Tierfreunde wissen ja eigentlich längst, dass auch Ratten sehr mitfühlend sein können und nur ein schlechtes Image haben. Eine neue Studie der Universität Bern hat jetzt aber vielleicht sogar den Beweis erbracht. Wissenschaftler machten sich auf die Suche nach den biologischen Wurzeln der Empathie und wollen den evolutionären Ursprung von mitfühlendem Verhalten genau erforscht haben.
Laut einer Medienmitteilung der Universität zeigten Studien der Verhaltensforschung, dass Laborratten Artgenossen aus einer Röhre befreien, in der sie für das Experiment eingesperrt wurden. Für viele Forschende ist das ein Beweis, dass auch Tiere Mitgefühl mit anderen Artgenossen haben können, die sich in einer misslichen Situation befinden.
In der aktuellen Studie des Instituts für Ökologie und Evolution der Universität Bern wurde das Experiment aber noch erweitert. Nach der Befreiung erhielten die Nager die Möglichkeit, gemeinsam Futter zu beschaffen. Das Ziel war, herauszufinden, ob eine Ratte lieber mit einer anderen zusammenarbeitet, die sie zuvor befreit hat, um an Futter zu kommen. Die Forschenden behielten mit ihren Vermutungen recht: Die Ratten schienen verstanden zu haben, dass, wenn eine der anderen hilft, sie im Gegenzug auch Hilfe erhält, wie zum Beispiel bei der Futtersuche.
Die Tatsache, dass Ratten mit ihren Befreiern eher und besser kooperieren, deute laut Studie darauf hin, dass hilfsbereites Verhalten gegenüber Artgenossen in Not die eigenen Überlebens- und Fortpflanzungschancen erhöht. Deshalb habe sich dieses Verhalten evolutionär gelohnt.
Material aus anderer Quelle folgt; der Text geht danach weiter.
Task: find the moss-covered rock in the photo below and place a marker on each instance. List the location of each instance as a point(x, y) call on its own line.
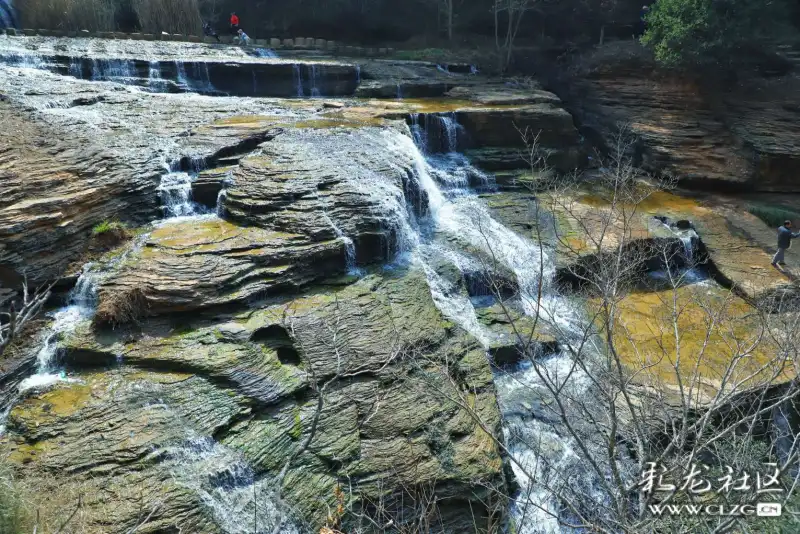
point(143, 403)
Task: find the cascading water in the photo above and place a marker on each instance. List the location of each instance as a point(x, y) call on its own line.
point(349, 248)
point(8, 17)
point(23, 61)
point(226, 484)
point(436, 132)
point(118, 70)
point(266, 53)
point(154, 80)
point(199, 81)
point(456, 214)
point(81, 306)
point(75, 68)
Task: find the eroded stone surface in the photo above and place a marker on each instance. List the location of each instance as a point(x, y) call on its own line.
point(392, 426)
point(199, 263)
point(737, 137)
"In der Regel geht man davon aus, dass die Bereitschaft zu kooperieren stark davon abhängt, ob die Tiere miteinander verwandt sind", lässt sich Michael Taborsky, Leiter der Studie, zitieren. Die Ergebnisse der Studie zeigen allerdings, dass diese Annahme doch nicht richtig ist: "Einmal mehr sind damit Ratten ein Beispiel dafür, dass soziale Erfahrungen und erfahrene Hilfe wichtiger für die Kooperationsbereitschaft sind als durch Verwandtschaft bedingte genetische Ähnlichkeit", so Taborsky.
"Dies könnte bedeuten, dass mitfühlendes Verhalten durch natürliche Selektion gefördert wird und damit eine biologische Grundlage hat. Es legt aber auch nahe, dass Empathie vielleicht nicht eine rein menschliche Eigenschaft ist", sagt Taborsky. In einem nächsten Schritt sollen die neurobiologischen Mechanismen des mitfühlenden Verhaltens und seine Verbreitung bei sozialen Tierarten im Allgemeinen aufgeklärt werden.